But this analogy can stretch further. The way I see it, the first time we spin around in a circle, or roll down a grassy hill, or do a somersault a few times in a row and stand up--the first time we do any of these things we get a buzz. We don't know the word for it yet but it feels good. And as we pick ourselves up off of the ground, and our eyes finally focus again ... when we look back at Mom or Dad or Aunt Janice standing there smiling at us we think to ourselves, "Man ... I bet I feel way better than they do right now."

And it's as good a bet as any.

And when you get taken to the amusement park you get your hand stamped (at least we did at Lincoln Park when I was a kid). And that means you get to run around to every single ride and stand in line with all the other kids with their hands stamped. You get to be part of the crew that know how to have a good time. 

There was always one exception: the Super Slide was an extra ticket. It was always the last ride of the day. I could usually see my mom's car from the crest of the ride and lamentably knew that it was exactly where I was going to be adjourning to upon gravity's somewhat controlled demonstration of power. The rush was worth it, no matter how much extra it cost.

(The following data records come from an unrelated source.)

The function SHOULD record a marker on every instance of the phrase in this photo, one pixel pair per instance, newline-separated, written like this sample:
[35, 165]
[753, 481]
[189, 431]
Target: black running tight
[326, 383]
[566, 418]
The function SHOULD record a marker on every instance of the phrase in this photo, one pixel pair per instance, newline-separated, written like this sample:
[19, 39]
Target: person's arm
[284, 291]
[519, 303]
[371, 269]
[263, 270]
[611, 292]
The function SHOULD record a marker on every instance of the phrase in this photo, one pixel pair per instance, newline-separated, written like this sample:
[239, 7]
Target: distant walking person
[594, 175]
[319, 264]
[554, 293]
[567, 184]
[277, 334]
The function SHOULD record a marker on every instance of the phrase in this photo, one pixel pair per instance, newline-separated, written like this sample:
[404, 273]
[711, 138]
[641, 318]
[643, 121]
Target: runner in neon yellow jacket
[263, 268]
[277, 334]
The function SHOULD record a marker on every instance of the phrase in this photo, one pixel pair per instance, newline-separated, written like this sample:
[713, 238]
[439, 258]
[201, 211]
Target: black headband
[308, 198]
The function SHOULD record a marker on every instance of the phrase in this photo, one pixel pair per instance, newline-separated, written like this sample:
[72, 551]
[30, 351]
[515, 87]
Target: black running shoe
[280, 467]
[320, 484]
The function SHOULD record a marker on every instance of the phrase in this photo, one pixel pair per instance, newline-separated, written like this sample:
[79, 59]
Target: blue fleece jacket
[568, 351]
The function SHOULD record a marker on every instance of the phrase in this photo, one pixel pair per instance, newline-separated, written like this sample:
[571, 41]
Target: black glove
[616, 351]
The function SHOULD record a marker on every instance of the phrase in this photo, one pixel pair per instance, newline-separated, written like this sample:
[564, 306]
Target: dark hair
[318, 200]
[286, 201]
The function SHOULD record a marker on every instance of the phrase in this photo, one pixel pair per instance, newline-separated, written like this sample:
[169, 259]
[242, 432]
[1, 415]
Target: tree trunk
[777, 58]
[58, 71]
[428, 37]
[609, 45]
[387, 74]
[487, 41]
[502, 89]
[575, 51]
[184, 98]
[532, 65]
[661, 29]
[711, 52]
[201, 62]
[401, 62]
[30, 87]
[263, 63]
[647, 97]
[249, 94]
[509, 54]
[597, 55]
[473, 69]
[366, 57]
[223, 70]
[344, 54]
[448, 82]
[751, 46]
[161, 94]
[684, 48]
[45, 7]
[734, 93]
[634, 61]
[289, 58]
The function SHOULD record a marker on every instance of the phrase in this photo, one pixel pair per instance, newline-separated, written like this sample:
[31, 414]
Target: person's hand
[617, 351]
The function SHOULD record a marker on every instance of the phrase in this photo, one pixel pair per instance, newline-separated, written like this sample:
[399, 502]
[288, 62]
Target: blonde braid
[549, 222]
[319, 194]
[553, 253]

But every ride up until the Super Slide was a thrill unto itself. Until I was old enough to go to the park alone my folks or my friend's folks would take me. And they'd be waiting, like clockwork, on a bench next to a giant clown shaped trash can, smiling and welcoming me back to the real world after each go-round. It was always the same as I'd come off the exit ramp holding my stomach, saying loudly into the air, "I want to go again! I want to go again! Please, please, please, can I go again?"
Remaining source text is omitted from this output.